Kehret: VITA 41 is an incremental approach to serial fabrics. While its use of a high-performance wafer-style connector is a good idea, the new connector comes at the expense of board footprint and routing channels. It’s a useful evolutionary step for those integrators who need some serial connectivity but need to preserve their legacy, proprietary VME boards. For now, we think it’s a rather narrow, niche market.
VITA 36 is an important complement to the PMC spec for those who need rear connector I/O. Those who need it, usually because the front panel is too crowded, or those who want cable management, really get a benefit. Often the VME baseboard vendor also controls the other end of this link, so it’s not much of a problem for the industry at large.
RTC: Themis goes back a long way in the embedded computer industry, and over the years our editors have always enjoyed your tremendous insight and perception of the industry. Embedded computer technology has continued along a growth curve following Gordon Moore’s Law. Advances such as multicore processors and developments in programmable logic continue to add speed and density. Can you give us any sense of what applications you envision for embedded computers, say, a decade away? Twenty years?
Kehret: I’ll offer the usual caveats about technology forecasting. Technology forecasting, using auction and pseudo markets, is a good way to improve accuracy through community participation, but individual prognosticators are often way off base. Still, in the spirit of your question, I’ll take a cut at it. An architectural trend that is gathering momentum in telecom markets as well as semiconductor design can be called “low and wide.” I believe George Gilder popularized the paradigm, calling it “low and slow” or “wide and weak,” some years back. That certainly makes sense for the all-optical-networks (high channel count and low power), but the paradigm is starting to get legs in computing architectures too. Sun Microsystems has consistently beat the big semiconductor players to market with multicore designs and its recent “Chip Multi-Threading” (CMT) offerings are a good example of what can be done to reduce power per thread, while retaining significant transaction rates.
Optical interconnects, optical switching and storage can break the planar processing bottleneck by going to 3D and back again. Both technologies have a transformational potential that may change computing density far faster than Moore’s Law, and in so doing, change the application landscape for computing (as if it wasn’t changing fast enough already).

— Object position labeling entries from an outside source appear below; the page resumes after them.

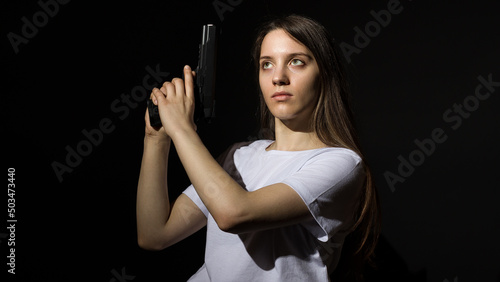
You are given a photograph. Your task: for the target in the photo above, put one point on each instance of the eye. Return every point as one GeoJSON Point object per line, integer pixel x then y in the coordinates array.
{"type": "Point", "coordinates": [266, 65]}
{"type": "Point", "coordinates": [296, 62]}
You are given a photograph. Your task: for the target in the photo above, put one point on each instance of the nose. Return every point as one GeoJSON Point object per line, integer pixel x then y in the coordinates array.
{"type": "Point", "coordinates": [280, 76]}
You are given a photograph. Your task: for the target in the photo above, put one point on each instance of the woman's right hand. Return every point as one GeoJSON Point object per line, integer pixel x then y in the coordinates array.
{"type": "Point", "coordinates": [154, 132]}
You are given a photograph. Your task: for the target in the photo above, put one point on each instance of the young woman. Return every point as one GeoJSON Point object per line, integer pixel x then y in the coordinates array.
{"type": "Point", "coordinates": [279, 209]}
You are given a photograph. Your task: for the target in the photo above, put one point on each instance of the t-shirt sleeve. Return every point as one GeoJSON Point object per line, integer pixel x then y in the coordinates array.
{"type": "Point", "coordinates": [193, 195]}
{"type": "Point", "coordinates": [330, 184]}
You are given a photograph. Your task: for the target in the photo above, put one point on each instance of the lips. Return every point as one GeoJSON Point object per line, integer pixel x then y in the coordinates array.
{"type": "Point", "coordinates": [281, 96]}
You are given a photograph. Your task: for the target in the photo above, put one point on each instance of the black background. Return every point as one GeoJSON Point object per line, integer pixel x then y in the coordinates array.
{"type": "Point", "coordinates": [442, 223]}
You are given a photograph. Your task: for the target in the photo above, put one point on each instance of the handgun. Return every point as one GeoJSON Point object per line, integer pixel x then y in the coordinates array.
{"type": "Point", "coordinates": [205, 79]}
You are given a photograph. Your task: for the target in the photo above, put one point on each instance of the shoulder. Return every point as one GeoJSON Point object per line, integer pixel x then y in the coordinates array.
{"type": "Point", "coordinates": [334, 162]}
{"type": "Point", "coordinates": [245, 147]}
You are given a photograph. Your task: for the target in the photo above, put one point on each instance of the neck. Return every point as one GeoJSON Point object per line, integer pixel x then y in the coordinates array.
{"type": "Point", "coordinates": [293, 137]}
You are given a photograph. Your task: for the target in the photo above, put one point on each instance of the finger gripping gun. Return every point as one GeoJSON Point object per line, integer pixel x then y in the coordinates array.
{"type": "Point", "coordinates": [205, 79]}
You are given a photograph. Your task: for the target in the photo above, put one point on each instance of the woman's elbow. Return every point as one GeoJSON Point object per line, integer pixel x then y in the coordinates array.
{"type": "Point", "coordinates": [149, 244]}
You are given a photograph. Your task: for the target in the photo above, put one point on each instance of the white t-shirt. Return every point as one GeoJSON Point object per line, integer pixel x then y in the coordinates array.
{"type": "Point", "coordinates": [329, 180]}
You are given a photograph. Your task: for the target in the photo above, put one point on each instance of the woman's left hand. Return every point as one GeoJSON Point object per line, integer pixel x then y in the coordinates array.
{"type": "Point", "coordinates": [176, 103]}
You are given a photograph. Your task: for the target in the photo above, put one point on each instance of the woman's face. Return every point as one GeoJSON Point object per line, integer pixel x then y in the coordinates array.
{"type": "Point", "coordinates": [288, 77]}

In any case, these trends are very hopeful because they portent increases in computing density/power (transaction rate per unit volume per watt). I’m not going to trip out about fly-size UAVs, but I do think these trends will enable huge rates of advancement for diagnostic medicine and for personalized pharmacological interventions, for disease control and management and for virology. With the threat of biological terrorism, that’s a comforting thought. I also look forward to talking and maybe just “thinking” about how to interface with high-mobility computing devices. These advances, along with retinal scanning and heads-up displays, ought to take the pain out of our neck for everyday computer users in the next five to ten years.
As you might imagine, we plan to be part of this exciting evolution and there will be plenty of spinout technology to benefit our more traditional, embedded markets.
You will have to ask a real “seer” about the twenty-year horizon!